Drunkenness can be used under the law to reduce a murder charge to manslaughter.

However, the jury rejected manslaughter and the argument that Bird acted in self-defence to fend off a sexual assault by Michell.

Dley said he found Bird’s most truthful answers were to police in interviews rather than in his testimony at trial.

Dley ruled Bird did not awake naked to find Michell with his head in his lap. Instead, he sided with Bird’s statements to police that when he awoke, Michell was watching pornography on his computer. Michell sat beside Bird, who removed his own shorts. Bird grabbed a small, folding knife that Michell had on him — a knife the older man was not brandishing in an aggressive manner — and stabbed Michell in the throat.

Dley said a fight then ensued.

“It appears Mr. Bird was overwhelmingly physically superior,” Dley said.

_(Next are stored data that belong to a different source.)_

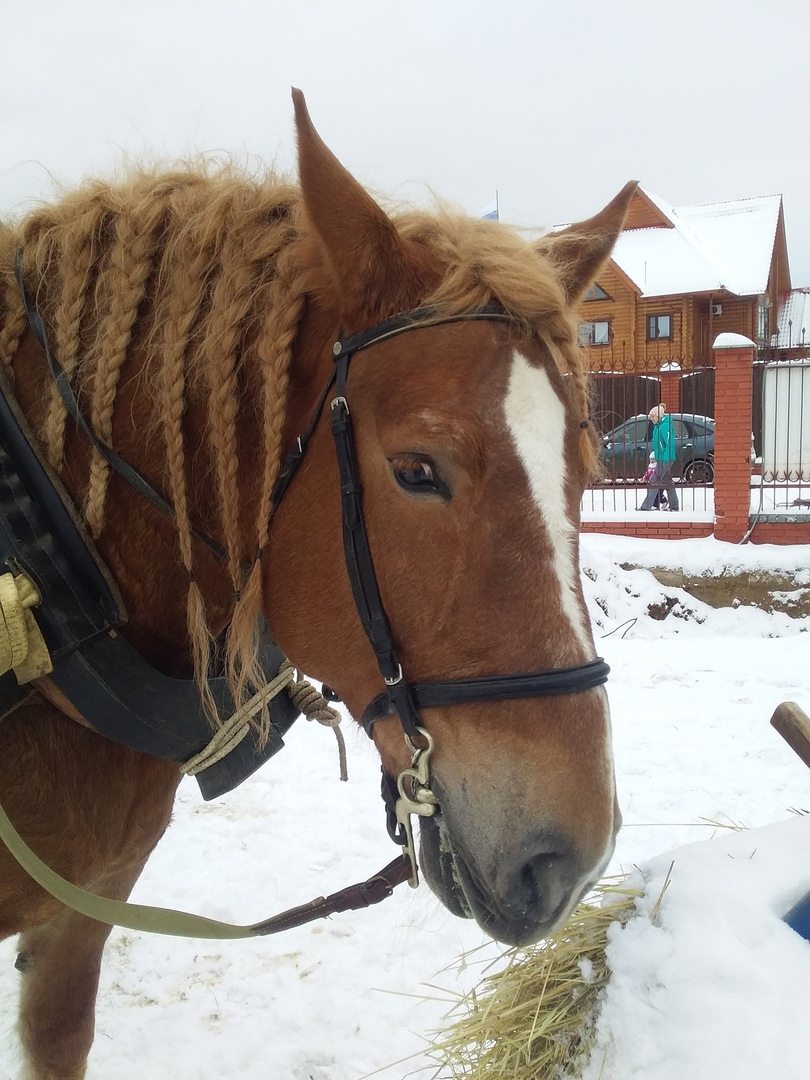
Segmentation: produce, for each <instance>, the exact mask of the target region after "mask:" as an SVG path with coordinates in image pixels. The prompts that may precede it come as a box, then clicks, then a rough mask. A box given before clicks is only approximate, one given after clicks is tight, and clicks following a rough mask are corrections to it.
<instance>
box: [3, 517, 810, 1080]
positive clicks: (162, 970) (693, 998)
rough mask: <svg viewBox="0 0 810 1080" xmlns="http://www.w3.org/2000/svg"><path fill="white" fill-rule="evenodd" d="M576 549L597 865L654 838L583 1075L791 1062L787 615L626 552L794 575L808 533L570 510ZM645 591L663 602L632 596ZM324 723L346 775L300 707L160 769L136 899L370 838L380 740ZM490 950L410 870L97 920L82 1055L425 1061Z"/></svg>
mask: <svg viewBox="0 0 810 1080" xmlns="http://www.w3.org/2000/svg"><path fill="white" fill-rule="evenodd" d="M582 550H583V569H584V573H585V577H584V579H583V580H584V583H585V590H586V599H588V605H589V610H590V612H591V616H592V620H593V622H594V627H595V635H596V638H597V646H598V650H599V652H600V653H602V654H603V656H604V657H605V658H606V659H607V661H608V663H609V664H610V665H611V676H610V681H609V692H610V701H611V711H612V716H613V727H615V746H616V760H617V775H618V784H619V795H620V801H621V806H622V811H623V814H624V826H623V828H622V831H621V833H620V836H619V842H618V847H617V852H616V856H615V860H613V862H612V864H611V866H610V867H609V870H608V872H609V873H611V874H612V873H618V872H622V870H623V872H629V873H633V872H634V870H635V868H636V867H639V868H640V869H639V870H638V873H639V875H640V879H642V880H643V881H644V882H646V890H647V891H646V895H645V899H644V901H643V902H642V904H640V906H642V908H644V909H647V908H649V906H650V905H651V904H652V903H653V902H654V901H656V899H657V897H658V894H659V892H660V889H661V882H662V879H663V876H664V875H665V873H666V870H667V869H669V867H670V865H671V863H673V860H674V866H673V872H672V883H671V886H670V889H669V890H667V893H666V896H665V899H664V902H663V905H662V907H661V913H660V917H659V919H658V921H657V922H652V923H651V922H650V921H649V920H647V919H646V918H645V917H643V915H639V916H638V917H637V918H635V919H633V920H632V921H631V922H630V923H629V924H627V928H626V929H625V930H624V931H621V932H616V933H613V935H612V941H611V943H610V946H609V948H610V962H611V964H612V968H613V972H615V974H613V978H612V981H611V983H610V986H609V988H608V991H607V994H606V996H605V999H604V1009H603V1012H602V1016H600V1022H599V1028H598V1045H597V1050H596V1052H595V1054H594V1057H593V1058H592V1062H591V1064H590V1066H589V1069H590V1071H589V1072H588V1074H586V1080H596V1078H597V1077H598V1078H600V1080H642V1078H644V1080H683V1077H686V1076H688V1077H690V1078H691V1080H748V1078H751V1080H753V1078H755V1077H756V1078H757V1080H759V1078H762V1077H779V1078H780V1080H806V1077H807V1076H808V1075H809V1074H810V1067H809V1066H808V1059H809V1058H810V1034H809V1032H808V1026H807V988H808V986H810V944H808V943H807V942H805V941H804V940H802V939H800V937H799V936H798V935H797V934H795V933H794V932H793V931H792V930H789V929H788V928H787V927H786V926H785V924H784V923H783V922H782V921H781V915H782V914H784V912H785V910H787V909H788V908H789V907H791V906H792V904H793V903H794V902H795V901H796V900H797V897H798V896H799V895H801V894H802V893H804V892H805V891H806V890H807V889H810V818H802V816H797V815H796V813H794V812H793V811H795V810H797V809H801V808H808V807H810V774H809V773H808V770H807V768H806V767H805V766H804V765H802V764H801V762H800V761H799V759H798V758H797V756H796V755H795V754H794V753H793V752H792V751H791V750H789V748H788V747H787V745H786V744H785V743H784V742H783V741H782V739H781V738H780V737H779V735H778V734H777V733H775V732H774V731H773V729H771V728H770V726H769V724H768V720H769V718H770V716H771V714H772V712H773V708H774V707H775V705H777V704H778V703H779V702H781V701H783V700H795V701H798V702H799V703H801V704H804V706H805V707H806V708H807V707H808V705H810V666H809V665H808V662H807V659H808V646H809V645H810V637H809V636H808V635H809V634H810V619H807V618H805V619H804V620H797V619H791V618H788V617H787V616H786V615H784V613H773V615H769V613H766V612H764V611H760V610H757V609H754V608H746V607H737V608H731V607H729V608H726V609H713V608H708V607H706V606H705V605H703V604H701V603H700V602H698V600H696V599H693V598H692V597H690V596H688V595H687V594H686V593H684V592H683V591H680V590H678V589H674V588H669V586H667V588H664V586H662V585H660V584H659V583H658V582H657V581H656V580H654V578H652V576H651V575H650V573H649V571H648V570H647V569H645V567H648V566H669V567H673V568H681V569H684V571H685V572H699V571H701V570H702V571H705V572H710V573H714V575H719V573H721V572H723V571H724V569H725V568H730V569H734V570H748V571H754V570H757V569H768V570H773V571H777V570H781V571H783V572H785V573H788V575H793V576H794V577H795V582H796V585H797V586H802V585H804V586H807V585H808V584H810V570H809V569H808V567H809V565H810V564H809V562H808V549H807V548H778V546H770V545H745V546H734V545H728V544H723V543H720V542H719V541H716V540H714V539H706V540H684V541H663V540H662V541H646V540H638V539H631V538H620V537H607V536H584V537H583V538H582ZM622 564H624V565H627V564H631V565H635V566H638V567H640V568H639V569H633V570H623V569H621V565H622ZM666 596H669V597H672V598H673V600H674V607H673V610H672V611H671V613H670V616H669V618H666V619H664V620H660V619H654V618H651V617H650V615H649V613H648V609H649V608H650V607H651V606H652V607H654V606H656V605H657V604H660V602H661V599H662V598H663V597H666ZM347 729H348V743H349V752H350V775H351V780H350V783H349V784H341V783H339V781H338V779H337V758H336V755H335V752H334V740H333V739H332V737H330V734H329V733H328V732H326V731H324V730H322V729H320V728H316V727H314V726H308V725H306V724H305V723H303V721H299V724H298V725H296V727H295V728H294V729H293V731H292V732H291V734H289V737H288V738H287V748H286V750H285V751H284V752H283V754H281V755H280V756H279V757H278V758H275V759H274V760H273V761H272V762H271V764H270V765H268V766H267V767H265V769H264V770H261V771H260V772H259V773H258V774H257V775H255V777H254V778H252V779H251V780H248V781H247V782H246V783H245V784H244V785H243V786H242V787H241V788H239V789H238V791H237V792H234V793H232V794H231V795H229V796H227V797H226V798H225V799H221V800H218V801H216V802H214V804H203V802H202V801H201V799H200V797H199V795H198V793H197V789H195V785H194V783H193V782H192V781H188V782H184V784H183V786H181V791H180V797H179V800H178V805H177V810H176V815H175V821H174V824H173V826H172V827H171V829H170V832H168V834H167V835H166V837H165V838H164V840H163V841H162V843H161V845H160V846H159V848H158V850H157V852H156V854H154V856H153V858H152V860H151V861H150V863H149V865H148V867H147V870H146V872H145V874H144V876H143V878H141V880H140V882H139V883H138V886H137V889H136V892H135V899H136V900H138V901H140V902H144V903H154V902H159V903H162V904H165V905H170V906H176V907H188V908H191V909H194V910H199V912H201V913H203V914H210V915H212V916H214V917H224V918H231V919H234V920H238V921H253V920H256V919H259V918H261V917H265V916H267V915H269V914H272V913H274V912H278V910H280V909H282V908H284V907H287V906H292V905H293V904H297V903H300V902H302V901H305V900H308V899H310V897H312V896H314V895H318V894H321V893H324V892H330V891H334V890H335V889H338V888H341V887H342V886H345V885H347V883H349V882H352V881H356V880H360V879H361V878H364V877H366V876H368V875H369V874H370V873H373V872H374V870H376V869H377V868H378V867H380V866H382V865H383V864H384V863H386V862H388V861H389V859H390V858H392V854H393V848H392V846H391V845H390V841H388V838H387V836H386V833H384V827H383V820H382V808H381V802H380V800H379V795H378V777H379V771H378V769H379V767H378V762H377V760H376V758H375V755H374V751H373V748H372V746H370V744H369V743H368V741H367V740H366V739H365V735H362V734H361V733H359V732H357V731H356V730H352V729H351V728H349V726H348V724H347ZM732 823H733V824H738V825H744V826H747V831H744V832H740V833H735V832H733V831H731V829H729V828H728V827H725V826H727V825H729V824H732ZM499 955H500V949H499V947H497V946H495V945H494V944H491V943H488V944H487V943H486V942H485V939H484V937H483V935H482V934H481V932H480V931H478V930H477V929H476V928H475V927H474V926H473V924H470V923H468V922H464V921H461V920H458V919H454V918H453V917H451V916H449V915H448V914H447V913H446V912H444V909H443V908H442V907H441V906H440V904H438V902H437V901H436V900H434V899H433V896H432V895H431V894H430V892H429V891H428V889H427V887H424V886H422V887H421V888H420V889H419V890H418V891H416V892H414V891H410V890H408V889H407V887H403V888H402V889H401V890H399V891H397V893H396V894H395V895H394V896H393V897H392V899H391V900H388V901H386V902H384V903H383V904H381V905H379V906H378V907H376V908H372V909H369V910H367V912H361V913H352V914H348V915H342V916H337V917H335V918H334V919H332V920H329V921H324V922H320V923H316V924H313V926H310V927H307V928H300V929H298V930H295V931H291V932H289V933H287V934H284V935H280V936H278V937H273V939H267V940H264V941H256V942H239V943H235V942H232V943H225V944H216V943H208V942H194V941H183V940H175V939H158V937H154V939H151V937H146V936H139V935H137V934H133V933H130V932H123V931H113V933H112V936H111V941H110V946H109V948H108V953H107V958H106V964H105V968H104V973H103V978H102V986H100V990H99V1008H98V1024H97V1034H96V1041H95V1045H94V1049H93V1053H92V1055H91V1064H90V1069H89V1080H100V1078H102V1077H105V1078H113V1080H143V1078H144V1077H154V1078H159V1080H163V1078H167V1077H172V1080H211V1078H214V1077H217V1078H218V1077H222V1076H225V1077H231V1076H239V1077H241V1078H244V1080H253V1078H255V1080H267V1078H268V1077H273V1078H276V1077H278V1078H281V1080H361V1078H363V1077H369V1076H372V1075H373V1076H375V1077H376V1078H382V1080H402V1078H403V1077H406V1076H410V1075H411V1074H413V1075H417V1076H420V1077H426V1078H428V1077H430V1076H432V1075H433V1072H434V1070H435V1065H432V1066H431V1064H430V1063H429V1059H428V1058H427V1057H426V1056H424V1053H423V1050H424V1044H426V1043H424V1040H426V1038H428V1037H429V1034H430V1031H431V1030H432V1029H435V1028H437V1027H441V1026H442V1022H443V1016H444V1014H445V1013H446V1011H447V1009H448V1007H449V1003H450V1002H451V1000H454V996H455V995H457V994H459V993H461V991H463V990H464V989H465V988H468V987H470V986H472V985H474V984H475V983H477V981H478V980H480V978H481V977H482V975H483V973H484V969H485V968H487V967H488V966H489V964H490V963H491V962H494V961H496V960H497V958H498V956H499ZM13 957H14V944H13V942H6V943H4V944H3V945H2V946H0V961H2V963H3V967H2V971H3V976H2V978H1V980H0V1016H2V1020H0V1076H2V1077H3V1078H6V1077H9V1078H11V1077H13V1076H15V1072H16V1068H17V1052H16V1050H15V1048H14V1041H13V1038H12V1036H11V1032H12V1027H13V1016H14V1010H15V999H16V993H17V981H18V978H19V976H18V975H17V973H16V972H15V971H14V970H13V968H12V960H13ZM603 1058H604V1059H603Z"/></svg>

When the folding knife broke, Dley said Bird went to the kitchen to get a steak knife to continue stabbing a then-helpless Michell.

In police interviews, Bird could not explain why he killed Michell, whom he had earlier met while hitchhiking and with whom he was staying for more than a week.

Dley said Bird killed the man he called his friend several times in police interviews “without an apparent motive and without any plausible explanation.”